Flexible additive-free CC@TiOxNy@SnS2 nanocomposites with excellent stability and superior rate capability for lithium-ion batteries

Abstract

A novel material consisting of metal oxide–nitride (TiO_xN_y nanowires) and metal sulfide (SnS₂ nanosheets) is synthesized on a flexible carbon cloth substrate by a two-step hydrothermal reaction. The as-synthesized carbon cloth/titanium oxynitride/tin disulfide (CC@TiO_xN_y@SnS₂) nanocomposites are tested directly as additive-free anode materials for lithium-ion batteries. The free-standing CC@TiO_xN_y@SnS₂ electrode displays an initial discharge capacity of 1082 mA h g⁻¹ at a current density of 1C, with a coulombic efficiency of 74%. The reversible capacity as high as 612 mA h g⁻¹ can still be maintained after 100 charging/discharging cycles. Moreover, this material shows outstanding rate properties with a high reversible discharge capacity of 419 mA h g⁻¹ at a current density of 5C, which is higher than the theoretical capacity of graphite.

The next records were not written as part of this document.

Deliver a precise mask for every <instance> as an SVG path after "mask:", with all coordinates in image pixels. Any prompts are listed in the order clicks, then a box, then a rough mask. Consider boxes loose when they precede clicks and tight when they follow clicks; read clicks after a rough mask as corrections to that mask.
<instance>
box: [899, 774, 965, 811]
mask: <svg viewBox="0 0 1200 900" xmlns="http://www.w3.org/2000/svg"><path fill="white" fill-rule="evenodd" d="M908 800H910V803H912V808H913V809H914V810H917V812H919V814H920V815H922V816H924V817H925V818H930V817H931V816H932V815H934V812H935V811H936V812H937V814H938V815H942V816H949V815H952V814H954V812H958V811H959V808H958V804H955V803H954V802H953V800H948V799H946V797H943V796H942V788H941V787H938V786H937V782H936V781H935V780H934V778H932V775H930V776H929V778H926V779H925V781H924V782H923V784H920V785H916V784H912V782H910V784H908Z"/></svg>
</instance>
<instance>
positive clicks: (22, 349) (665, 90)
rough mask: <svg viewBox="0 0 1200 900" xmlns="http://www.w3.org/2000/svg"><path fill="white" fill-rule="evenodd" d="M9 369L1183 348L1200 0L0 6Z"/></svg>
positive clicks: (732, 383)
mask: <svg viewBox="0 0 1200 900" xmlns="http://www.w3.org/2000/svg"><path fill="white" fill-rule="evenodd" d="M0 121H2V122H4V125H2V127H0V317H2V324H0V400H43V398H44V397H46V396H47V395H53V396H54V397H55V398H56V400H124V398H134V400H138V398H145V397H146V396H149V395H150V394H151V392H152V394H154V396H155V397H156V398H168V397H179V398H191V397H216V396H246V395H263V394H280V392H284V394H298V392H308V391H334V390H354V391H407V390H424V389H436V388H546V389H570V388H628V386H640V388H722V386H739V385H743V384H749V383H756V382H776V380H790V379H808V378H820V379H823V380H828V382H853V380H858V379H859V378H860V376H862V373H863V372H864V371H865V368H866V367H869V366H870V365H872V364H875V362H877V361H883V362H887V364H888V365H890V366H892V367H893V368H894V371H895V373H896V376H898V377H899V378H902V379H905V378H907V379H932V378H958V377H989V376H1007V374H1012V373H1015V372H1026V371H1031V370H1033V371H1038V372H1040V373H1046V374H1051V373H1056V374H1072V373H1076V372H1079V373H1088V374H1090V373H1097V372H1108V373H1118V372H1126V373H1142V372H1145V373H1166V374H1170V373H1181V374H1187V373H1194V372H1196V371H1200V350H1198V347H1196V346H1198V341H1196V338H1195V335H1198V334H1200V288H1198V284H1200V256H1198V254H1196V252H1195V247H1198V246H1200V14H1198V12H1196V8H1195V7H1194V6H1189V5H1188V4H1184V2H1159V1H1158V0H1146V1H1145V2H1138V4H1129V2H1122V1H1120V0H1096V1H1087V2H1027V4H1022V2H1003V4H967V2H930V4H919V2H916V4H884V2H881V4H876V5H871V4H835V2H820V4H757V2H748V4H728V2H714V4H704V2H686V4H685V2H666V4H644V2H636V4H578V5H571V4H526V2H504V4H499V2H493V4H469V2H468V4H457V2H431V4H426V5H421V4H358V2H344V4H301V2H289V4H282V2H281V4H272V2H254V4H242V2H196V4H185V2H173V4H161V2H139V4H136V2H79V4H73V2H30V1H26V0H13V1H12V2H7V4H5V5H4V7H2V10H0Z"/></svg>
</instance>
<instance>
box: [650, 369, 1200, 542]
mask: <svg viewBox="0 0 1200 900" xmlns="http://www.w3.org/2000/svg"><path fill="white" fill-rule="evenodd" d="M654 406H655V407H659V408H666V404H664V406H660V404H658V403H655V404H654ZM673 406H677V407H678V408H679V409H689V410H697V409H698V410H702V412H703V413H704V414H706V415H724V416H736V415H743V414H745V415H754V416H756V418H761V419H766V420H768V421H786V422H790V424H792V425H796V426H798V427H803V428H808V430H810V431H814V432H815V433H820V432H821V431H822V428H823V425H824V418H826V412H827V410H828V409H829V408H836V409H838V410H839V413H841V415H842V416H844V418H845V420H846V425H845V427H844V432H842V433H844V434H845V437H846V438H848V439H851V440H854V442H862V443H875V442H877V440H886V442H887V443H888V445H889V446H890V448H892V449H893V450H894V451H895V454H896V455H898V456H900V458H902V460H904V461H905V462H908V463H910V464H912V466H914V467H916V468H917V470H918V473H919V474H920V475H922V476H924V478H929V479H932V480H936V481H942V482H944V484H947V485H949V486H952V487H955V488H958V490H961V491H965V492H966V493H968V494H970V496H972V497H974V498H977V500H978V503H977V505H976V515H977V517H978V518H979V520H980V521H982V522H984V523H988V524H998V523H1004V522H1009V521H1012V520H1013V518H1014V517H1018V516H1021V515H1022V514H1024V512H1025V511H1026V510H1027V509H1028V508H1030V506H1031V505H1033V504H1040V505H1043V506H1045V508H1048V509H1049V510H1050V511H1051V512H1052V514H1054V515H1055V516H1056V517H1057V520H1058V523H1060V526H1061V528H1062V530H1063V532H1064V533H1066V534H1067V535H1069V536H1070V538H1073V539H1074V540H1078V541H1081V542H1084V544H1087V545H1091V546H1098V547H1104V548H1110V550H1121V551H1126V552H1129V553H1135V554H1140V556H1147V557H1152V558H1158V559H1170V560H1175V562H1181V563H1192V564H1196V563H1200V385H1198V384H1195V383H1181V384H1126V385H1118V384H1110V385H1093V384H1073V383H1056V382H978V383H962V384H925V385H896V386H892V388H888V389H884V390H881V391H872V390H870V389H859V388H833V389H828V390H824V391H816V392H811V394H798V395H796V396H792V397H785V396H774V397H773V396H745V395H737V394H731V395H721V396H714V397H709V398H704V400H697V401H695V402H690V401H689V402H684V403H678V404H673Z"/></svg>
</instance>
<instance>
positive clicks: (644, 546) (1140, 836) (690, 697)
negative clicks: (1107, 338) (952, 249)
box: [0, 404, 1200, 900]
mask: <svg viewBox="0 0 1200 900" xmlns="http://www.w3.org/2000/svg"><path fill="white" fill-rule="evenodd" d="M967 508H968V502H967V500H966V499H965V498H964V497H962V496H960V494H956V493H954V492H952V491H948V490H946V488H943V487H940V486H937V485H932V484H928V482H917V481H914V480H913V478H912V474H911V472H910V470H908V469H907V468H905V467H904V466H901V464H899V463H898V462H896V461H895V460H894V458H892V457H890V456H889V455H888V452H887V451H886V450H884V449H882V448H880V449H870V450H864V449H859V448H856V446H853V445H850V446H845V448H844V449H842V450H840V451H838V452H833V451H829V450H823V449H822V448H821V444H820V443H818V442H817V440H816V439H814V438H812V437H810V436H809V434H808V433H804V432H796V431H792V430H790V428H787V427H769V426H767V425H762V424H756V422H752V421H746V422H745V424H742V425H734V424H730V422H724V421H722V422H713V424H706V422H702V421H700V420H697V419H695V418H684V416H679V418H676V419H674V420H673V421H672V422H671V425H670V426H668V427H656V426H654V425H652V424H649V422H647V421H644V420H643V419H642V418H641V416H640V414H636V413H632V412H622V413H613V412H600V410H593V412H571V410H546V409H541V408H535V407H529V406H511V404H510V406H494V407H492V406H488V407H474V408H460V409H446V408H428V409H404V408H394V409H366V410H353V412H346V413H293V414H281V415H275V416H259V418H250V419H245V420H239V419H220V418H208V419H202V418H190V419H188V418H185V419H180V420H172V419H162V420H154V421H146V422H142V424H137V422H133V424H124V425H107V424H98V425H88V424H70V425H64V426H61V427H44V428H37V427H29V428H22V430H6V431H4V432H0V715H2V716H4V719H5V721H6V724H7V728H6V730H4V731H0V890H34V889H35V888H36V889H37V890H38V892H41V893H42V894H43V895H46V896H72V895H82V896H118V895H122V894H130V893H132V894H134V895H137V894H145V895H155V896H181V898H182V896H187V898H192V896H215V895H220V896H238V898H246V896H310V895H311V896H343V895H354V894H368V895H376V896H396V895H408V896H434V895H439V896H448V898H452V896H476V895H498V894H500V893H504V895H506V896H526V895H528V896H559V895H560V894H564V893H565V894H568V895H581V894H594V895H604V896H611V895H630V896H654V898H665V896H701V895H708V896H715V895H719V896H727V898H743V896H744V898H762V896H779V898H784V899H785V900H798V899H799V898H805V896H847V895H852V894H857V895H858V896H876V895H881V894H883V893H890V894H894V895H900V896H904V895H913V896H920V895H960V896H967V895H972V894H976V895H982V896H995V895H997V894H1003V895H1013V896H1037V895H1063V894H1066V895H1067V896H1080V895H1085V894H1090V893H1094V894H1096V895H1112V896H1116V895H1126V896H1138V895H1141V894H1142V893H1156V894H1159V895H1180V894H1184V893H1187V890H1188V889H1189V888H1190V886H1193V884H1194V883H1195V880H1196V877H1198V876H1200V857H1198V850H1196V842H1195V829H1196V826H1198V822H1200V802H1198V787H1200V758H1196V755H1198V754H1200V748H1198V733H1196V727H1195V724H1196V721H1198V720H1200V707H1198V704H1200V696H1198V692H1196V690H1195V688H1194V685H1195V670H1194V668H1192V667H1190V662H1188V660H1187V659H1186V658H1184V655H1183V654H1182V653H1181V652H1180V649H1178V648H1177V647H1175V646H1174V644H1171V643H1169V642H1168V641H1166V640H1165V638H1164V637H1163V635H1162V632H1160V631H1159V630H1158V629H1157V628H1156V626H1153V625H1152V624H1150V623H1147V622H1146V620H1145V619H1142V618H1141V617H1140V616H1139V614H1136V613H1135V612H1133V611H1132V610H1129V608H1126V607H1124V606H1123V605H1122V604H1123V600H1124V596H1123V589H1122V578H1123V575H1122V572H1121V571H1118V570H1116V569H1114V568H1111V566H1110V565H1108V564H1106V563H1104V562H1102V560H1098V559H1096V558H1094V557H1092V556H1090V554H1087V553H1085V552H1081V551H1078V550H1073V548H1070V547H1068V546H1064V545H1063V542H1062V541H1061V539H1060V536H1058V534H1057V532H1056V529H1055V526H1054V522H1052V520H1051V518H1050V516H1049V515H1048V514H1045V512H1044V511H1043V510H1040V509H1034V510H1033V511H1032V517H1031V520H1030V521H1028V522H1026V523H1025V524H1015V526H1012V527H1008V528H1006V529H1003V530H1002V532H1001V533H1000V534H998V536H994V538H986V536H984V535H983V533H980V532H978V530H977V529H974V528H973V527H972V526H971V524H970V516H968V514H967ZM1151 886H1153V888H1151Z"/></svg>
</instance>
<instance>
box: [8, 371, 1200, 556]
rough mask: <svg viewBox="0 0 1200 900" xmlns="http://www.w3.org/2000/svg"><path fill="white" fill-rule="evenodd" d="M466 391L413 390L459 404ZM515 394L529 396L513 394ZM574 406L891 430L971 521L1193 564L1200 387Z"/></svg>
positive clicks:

Also, a stable high discharge capacity of 676 mA h g⁻¹ can be attained when the current density is switched back to 1C. The high electrochemical performance can be attributed to the high electrical conductivity of the TiO_xN_y, which facilitates the transport of electrons and lithium ions, and the unique layer structure of SnS₂.